If you’d like to get moving, you can set an accessible plan, like going for a walk around the block, or meeting a friend for coffee. You can also care for your body as it navigates change with a bath, therapeutic massage, gentle yoga, or a swim. Of course all movement depends on how you’re feeling physically–you can always check with your provider to see if an activity might be right for you.
For some people, it can feel right to take a bit of time and space for healing. Creating a healthy boundary for yourself can be part of that experience. You can communicate to a colleague that you need time, space, and latitude with work deadlines and hours. You can cancel plans that don’t feel right at the moment. You can give yourself latitude around responding to people (even if they are messages of support).
And to be clear, you have every right to ask for space at work or in friendships without providing an “explanation.” If it feels helpful for you to talk about you’re going through, or you think they might be able to offer support in a way that meets your needs, sharing might feel right for you.

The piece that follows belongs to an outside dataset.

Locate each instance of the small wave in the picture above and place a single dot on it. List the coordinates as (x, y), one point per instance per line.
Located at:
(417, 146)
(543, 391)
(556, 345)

Not everyone can take a break; many people continue to work, have other children they’re parenting, or are required to continue their role in another capacity. If that’s the case, carving out time for yourself even amongst those obligations is crucial.
You may also find yourself wanting to set boundaries with well-meaning friends whose words fall flat.
“One thing I regret is not taking more time from work to heal and grieve. Because I know it is so common, I felt like I needed to get back to ‘normal’ too soon, and that was difficult.”
“Also, it was difficult when folks, who meant to be supportive, were saying things like, ‘it will happen,’ ‘at least it was early on,’ or ‘at least you can get pregnant.’”
“Some people tried to tell me I would be pregnant again in no time and forget all about this...with no sense of what it meant for us to get pregnant in the first place or that, even now with a gorgeous healthy child, I still feel this loss."
“When I shared my news, some people’s first question about how far along I was, as if that was going to determine how much it mattered."
“And some assured me that it was very common, and therefore no big deal.”
You have every right to take space from people who are making you feel worse. Even if those people are wonderful, caring people who you want in your life. If you feel comfortable sharing, you can give them feedback. Or, you can just take the space that feels right for you.
Finally, give yourself permission to take a break from social media if it’s feeling harmful to see photos of the highlight reel of everyone else’s life. You don’t owe anyone an update. Just because you posted about pregnancy doesn’t mean you’re obligated to update about pregnancy loss. If posting feels like it might help you access support, or feels right for you it could be helpful.
Whatever you’re feeling after miscarriage, know that you’re not alone. And when it comes to how you take care of yourself, the choice is yours.